Given the magnitude of soil carbon stocks in northern ecosystems, and the vulnerability of these stocks to climate warming, land surface models must accurately represent soil carbon dynamics in these regions. We evaluate soil carbon stocks and turnover rates, and the relationship between soil carbon loss with soil temperature and moisture, from an ensemble of eleven global land surface models. We focus on the region of NASA's Arctic-Boreal vulnerability experiment (ABoVE) in North America to inform data collection and model development efforts. Models exhibit an order of magnitude difference in estimates of current total soil carbon stocks, generally under- or overestimating the size of current soil carbon stocks by greater than 50 PgC. We find that a model's soil carbon stock at steady-state in 1901 is the prime driver of its soil carbon stock a hundred years later—overwhelming the effect of environmental forcing factors like climate. The greatest divergence between modeled and observed soil carbon stocks is in regions dominated by peat and permafrost soils, suggesting that models are failing to capture the frozen soil carbon dynamics of permafrost regions. Using a set of functional benchmarks to test the simulated relationship of soil respiration to both soil temperature and moisture, we find that although models capture the observed shape of the soil moisture response of respiration, almost half of the models examined show temperature sensitivities, or Q10 values, that are half of observed. Significantly, models that perform better against observational constraints of respiration or carbon stock size do not necessarily perform well in terms of their functional response to key climatic factors like changing temperature.

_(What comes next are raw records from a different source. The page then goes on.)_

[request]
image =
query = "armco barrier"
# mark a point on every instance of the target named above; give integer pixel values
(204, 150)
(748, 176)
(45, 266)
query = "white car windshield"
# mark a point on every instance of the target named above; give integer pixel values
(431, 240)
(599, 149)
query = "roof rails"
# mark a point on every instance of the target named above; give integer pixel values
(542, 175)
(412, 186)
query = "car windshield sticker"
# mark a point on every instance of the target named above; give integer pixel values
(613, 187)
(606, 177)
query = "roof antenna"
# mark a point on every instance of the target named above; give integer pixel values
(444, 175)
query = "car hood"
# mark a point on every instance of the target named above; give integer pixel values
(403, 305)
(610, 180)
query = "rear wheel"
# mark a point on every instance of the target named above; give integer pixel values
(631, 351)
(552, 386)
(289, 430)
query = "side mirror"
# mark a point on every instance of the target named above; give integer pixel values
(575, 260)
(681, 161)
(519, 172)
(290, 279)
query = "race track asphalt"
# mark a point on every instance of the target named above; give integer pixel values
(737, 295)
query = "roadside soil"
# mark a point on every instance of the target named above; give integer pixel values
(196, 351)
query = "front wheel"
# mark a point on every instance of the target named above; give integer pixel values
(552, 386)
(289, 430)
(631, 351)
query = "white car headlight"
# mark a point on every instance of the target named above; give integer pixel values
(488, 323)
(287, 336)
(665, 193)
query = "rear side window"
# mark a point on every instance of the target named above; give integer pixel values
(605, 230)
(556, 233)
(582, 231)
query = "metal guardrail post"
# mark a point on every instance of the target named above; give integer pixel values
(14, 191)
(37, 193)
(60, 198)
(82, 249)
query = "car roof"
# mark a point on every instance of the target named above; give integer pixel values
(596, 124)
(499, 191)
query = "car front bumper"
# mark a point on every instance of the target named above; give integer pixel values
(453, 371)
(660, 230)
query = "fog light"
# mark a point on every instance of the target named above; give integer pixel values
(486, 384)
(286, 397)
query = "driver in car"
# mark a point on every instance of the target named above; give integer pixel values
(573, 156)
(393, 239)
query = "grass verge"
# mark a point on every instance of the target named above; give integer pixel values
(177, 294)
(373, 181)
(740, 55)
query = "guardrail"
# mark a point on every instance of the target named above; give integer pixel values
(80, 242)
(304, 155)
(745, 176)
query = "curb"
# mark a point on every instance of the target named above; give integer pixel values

This suggests that models may be arriving at the right result, but for the wrong reason. The results of this work can help to bridge the gap between data and models by both pointing to the need to constrain initial carbon pool sizes, as well as highlighting the importance of incorporating functional benchmarks into ongoing, mechanistic modeling activities such as those included in ABoVE.
Huntzinger, D.N., K. Schaefer, C. Schwalm, J.B. Fisher, D. Hayes, E. Stofferahn, J. Carey, A.M. Michalak, Y. Wei, A.K. Jain, H. Kolus, J. Mao, B. Poulter, X. Shi, J. Tang, H. Tian (2020) "Evaluation of simulated soil carbon dynamics in Arctic-Borealecosystems," Environmental Research Letters, 15, 025005, doi:10.1088/1748-9326/ab6784.